今日紹介するジョージア工科大学からの論文は、深部刺激治療を受けて回復が見られた患者さんの神経活動を、治療開始4週間(これを病的時期)と治療後の4週間(正常化時期)に分けて調べ、うつ病を神経活動から客観的に診断する可能性を模索した研究で、9月20日 Nature にオンライン掲載された。タイトルは「Cingulate dynamics track depression recovery with deep brain stimulation(帯状回の動態で深部脳刺激によるうつ病の回復を追跡する)」だ。
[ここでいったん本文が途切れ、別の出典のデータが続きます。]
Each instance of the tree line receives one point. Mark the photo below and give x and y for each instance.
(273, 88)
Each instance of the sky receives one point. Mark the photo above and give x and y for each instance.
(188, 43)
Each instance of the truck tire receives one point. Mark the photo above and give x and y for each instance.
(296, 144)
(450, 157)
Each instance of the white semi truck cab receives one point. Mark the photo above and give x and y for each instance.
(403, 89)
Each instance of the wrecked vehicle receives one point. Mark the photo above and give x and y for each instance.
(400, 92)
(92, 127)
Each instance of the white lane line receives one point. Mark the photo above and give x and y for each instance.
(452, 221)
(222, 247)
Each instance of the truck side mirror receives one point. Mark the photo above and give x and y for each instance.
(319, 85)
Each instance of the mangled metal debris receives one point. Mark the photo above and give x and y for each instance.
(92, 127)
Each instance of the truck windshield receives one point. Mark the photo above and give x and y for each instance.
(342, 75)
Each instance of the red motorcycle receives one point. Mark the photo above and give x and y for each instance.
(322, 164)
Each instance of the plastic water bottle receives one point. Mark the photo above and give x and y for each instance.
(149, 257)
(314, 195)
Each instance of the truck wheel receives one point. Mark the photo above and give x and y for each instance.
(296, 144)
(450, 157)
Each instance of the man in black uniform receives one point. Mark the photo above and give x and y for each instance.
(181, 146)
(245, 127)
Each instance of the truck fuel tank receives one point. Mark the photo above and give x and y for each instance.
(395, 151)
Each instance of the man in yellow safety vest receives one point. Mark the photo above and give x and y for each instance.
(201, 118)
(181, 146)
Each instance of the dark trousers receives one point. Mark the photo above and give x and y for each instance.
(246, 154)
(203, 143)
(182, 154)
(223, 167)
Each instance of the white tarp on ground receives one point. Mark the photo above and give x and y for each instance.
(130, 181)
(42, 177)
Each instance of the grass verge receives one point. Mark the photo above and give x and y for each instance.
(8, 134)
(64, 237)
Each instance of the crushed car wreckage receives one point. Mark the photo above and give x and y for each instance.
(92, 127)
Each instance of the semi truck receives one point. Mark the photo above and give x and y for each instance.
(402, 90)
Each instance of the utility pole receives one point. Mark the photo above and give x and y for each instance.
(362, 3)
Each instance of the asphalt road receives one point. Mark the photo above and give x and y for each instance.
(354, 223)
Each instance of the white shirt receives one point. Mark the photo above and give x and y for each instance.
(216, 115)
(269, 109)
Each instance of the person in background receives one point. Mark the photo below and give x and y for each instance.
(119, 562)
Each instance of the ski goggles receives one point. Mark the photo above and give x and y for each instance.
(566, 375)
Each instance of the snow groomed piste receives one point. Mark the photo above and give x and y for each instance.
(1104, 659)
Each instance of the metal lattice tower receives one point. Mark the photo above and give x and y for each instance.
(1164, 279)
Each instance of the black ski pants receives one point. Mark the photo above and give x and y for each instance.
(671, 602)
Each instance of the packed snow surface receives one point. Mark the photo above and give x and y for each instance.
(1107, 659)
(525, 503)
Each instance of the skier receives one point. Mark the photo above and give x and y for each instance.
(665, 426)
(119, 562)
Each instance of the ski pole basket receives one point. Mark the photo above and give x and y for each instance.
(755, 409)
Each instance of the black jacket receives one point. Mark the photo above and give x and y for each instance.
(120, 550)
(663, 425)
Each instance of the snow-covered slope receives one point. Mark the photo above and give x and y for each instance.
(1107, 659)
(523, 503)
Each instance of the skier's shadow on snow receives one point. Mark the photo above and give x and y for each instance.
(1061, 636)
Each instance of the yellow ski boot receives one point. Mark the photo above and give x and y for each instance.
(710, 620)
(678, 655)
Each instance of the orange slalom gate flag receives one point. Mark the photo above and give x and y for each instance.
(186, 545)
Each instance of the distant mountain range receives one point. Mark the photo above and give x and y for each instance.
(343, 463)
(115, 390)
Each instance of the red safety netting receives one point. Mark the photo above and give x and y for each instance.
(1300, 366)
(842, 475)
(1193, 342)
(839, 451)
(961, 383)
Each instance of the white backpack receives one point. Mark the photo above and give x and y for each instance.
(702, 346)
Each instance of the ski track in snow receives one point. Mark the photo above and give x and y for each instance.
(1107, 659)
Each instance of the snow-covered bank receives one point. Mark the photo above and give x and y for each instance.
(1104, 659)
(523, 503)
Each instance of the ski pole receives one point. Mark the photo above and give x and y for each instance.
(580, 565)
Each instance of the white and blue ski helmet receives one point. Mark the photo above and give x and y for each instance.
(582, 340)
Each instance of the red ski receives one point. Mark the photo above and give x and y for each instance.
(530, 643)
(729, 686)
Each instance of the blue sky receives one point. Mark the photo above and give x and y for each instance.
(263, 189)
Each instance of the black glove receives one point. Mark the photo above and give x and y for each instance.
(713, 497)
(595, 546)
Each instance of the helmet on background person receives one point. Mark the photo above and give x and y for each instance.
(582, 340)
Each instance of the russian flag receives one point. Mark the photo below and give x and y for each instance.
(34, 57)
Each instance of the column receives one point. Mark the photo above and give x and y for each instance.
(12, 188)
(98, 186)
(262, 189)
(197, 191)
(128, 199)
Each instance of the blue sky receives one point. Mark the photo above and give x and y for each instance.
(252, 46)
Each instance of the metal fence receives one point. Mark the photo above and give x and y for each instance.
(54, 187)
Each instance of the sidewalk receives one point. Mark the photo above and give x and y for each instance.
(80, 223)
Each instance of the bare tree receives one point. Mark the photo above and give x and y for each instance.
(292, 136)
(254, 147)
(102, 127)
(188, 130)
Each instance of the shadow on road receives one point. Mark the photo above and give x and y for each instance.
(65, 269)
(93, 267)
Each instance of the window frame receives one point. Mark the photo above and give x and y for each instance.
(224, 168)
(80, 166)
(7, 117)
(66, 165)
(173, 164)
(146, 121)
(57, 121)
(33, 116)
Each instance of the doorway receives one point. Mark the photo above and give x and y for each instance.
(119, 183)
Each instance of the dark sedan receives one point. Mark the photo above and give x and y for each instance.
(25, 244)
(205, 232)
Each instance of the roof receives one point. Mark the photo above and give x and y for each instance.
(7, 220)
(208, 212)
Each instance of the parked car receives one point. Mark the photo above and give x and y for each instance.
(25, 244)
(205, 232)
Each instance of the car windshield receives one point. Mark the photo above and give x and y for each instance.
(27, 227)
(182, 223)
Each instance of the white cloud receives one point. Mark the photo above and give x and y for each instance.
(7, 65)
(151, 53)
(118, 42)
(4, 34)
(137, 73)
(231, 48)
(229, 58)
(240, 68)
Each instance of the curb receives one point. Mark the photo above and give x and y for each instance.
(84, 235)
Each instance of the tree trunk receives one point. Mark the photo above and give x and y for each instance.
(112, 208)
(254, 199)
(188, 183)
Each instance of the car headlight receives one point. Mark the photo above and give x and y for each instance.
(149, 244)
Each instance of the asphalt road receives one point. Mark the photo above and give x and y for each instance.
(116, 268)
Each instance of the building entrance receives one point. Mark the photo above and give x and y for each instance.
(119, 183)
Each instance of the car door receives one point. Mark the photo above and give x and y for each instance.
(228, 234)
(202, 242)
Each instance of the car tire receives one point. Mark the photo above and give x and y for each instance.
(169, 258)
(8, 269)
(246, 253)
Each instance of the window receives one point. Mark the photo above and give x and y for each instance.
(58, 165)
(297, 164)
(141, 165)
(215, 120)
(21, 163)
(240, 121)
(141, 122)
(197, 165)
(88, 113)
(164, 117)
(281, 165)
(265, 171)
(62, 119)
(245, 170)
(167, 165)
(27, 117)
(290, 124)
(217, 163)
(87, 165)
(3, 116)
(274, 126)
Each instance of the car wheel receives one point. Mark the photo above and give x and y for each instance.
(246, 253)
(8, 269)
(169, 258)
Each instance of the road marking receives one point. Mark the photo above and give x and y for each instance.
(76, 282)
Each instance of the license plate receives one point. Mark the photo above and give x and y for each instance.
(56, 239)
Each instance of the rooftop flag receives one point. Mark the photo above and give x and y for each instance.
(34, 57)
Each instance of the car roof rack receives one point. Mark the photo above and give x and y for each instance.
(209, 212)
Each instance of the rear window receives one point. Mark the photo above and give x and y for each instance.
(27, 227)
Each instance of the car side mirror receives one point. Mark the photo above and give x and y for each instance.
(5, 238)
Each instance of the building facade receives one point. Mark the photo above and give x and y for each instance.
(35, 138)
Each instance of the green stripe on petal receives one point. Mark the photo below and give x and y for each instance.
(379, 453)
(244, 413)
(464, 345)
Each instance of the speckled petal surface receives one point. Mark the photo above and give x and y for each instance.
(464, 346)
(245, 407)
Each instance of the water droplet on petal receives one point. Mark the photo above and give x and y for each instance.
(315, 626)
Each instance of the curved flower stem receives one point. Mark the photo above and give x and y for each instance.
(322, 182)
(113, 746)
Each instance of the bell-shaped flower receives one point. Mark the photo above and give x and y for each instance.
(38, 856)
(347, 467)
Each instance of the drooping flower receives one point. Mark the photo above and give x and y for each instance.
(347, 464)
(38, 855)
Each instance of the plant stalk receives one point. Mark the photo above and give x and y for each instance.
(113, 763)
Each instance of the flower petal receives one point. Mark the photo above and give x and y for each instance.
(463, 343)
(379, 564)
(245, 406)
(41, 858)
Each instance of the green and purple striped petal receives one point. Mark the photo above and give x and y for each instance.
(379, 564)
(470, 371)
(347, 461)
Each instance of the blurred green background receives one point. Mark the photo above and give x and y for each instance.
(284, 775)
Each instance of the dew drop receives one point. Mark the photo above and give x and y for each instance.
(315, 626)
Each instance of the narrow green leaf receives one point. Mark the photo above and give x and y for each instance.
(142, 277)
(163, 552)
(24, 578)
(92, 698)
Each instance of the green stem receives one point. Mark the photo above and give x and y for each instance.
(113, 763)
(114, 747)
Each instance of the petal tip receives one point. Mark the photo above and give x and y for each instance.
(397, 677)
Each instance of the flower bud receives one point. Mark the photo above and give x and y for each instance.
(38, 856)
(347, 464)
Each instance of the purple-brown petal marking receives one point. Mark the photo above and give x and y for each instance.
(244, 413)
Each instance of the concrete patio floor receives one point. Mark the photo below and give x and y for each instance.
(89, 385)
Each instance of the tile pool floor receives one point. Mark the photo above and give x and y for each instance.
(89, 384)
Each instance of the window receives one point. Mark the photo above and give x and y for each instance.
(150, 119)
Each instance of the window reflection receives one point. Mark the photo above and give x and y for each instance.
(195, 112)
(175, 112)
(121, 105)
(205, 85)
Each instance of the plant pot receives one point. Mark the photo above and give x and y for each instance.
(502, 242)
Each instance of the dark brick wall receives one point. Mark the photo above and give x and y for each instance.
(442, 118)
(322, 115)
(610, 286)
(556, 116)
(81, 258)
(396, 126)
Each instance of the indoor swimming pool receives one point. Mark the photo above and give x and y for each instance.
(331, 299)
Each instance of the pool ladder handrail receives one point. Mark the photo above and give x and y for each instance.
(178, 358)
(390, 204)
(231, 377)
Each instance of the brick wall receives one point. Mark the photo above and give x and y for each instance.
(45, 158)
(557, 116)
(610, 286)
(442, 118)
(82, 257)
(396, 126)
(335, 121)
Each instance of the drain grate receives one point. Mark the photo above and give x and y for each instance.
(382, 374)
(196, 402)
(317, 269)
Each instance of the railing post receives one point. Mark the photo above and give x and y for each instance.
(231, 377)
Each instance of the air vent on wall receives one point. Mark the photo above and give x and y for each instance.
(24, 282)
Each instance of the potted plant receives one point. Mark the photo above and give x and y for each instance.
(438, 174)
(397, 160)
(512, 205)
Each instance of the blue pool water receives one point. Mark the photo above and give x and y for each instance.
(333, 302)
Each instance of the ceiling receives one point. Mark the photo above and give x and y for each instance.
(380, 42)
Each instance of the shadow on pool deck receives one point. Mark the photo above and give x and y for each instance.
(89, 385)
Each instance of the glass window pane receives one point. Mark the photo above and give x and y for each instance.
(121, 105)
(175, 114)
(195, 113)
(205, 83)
まず治療目的で挿入した電極でうつ状態からの回復を捉えることができるか、治療を始めて4週間と、治療後の4週間の脳波を機械学習させたAIに予測させると、AUC0.87という割と高い確率で、病気と正常を区別することができる。

このとき記録した脳波の各周波数成分をうつ時と正常時で比べると、ベータ波を中心として活動が上昇していることがわかる。面白いことに、刺激直後はベータ波の低下が見られることから、最初はうつ状態からの離脱過程での変化で、その後正常状態が維持されると、新しい神経活動レベルに移行していることになる。

実際、うつ病の診断指標と神経活動はほぼ相関していることから、客観的指標として利用できる可能性が高い。他にも、表情からうつ病を診断する方法があるが、この表情を学習させたAI診断法との相関も明らかにしている。従来のうつ病診断法との相関だけでなく、患者さんの中で治療により正常化した後、再発したケースを調べると、神経活動の異常は、診断基準での異常が認められるより1ヶ月も前に現れることも示している。もし、この結果をMRIや脳磁図などの検査に移行させることができれば、うつ病診断をより客観的なものに変えることができる。

最後に、おそらく局所の伝導度を調べていると思うが、この異常の基本が白質異常、すなわちミエリン化の不全が背景にあることを示している。

以上が結果で、局所であっても神経活動という客観的検査データが得られることで、実際の患者さんの病態解析が進む。もちろん電極挿入は最後の手段で、一般の患者さんの診断には使えないことを考えると、この神経活動を非侵襲的な測定法に移行させることが重要だ。まだまだ現象論だが、人間の脳を直接調べるデータは貴重だ。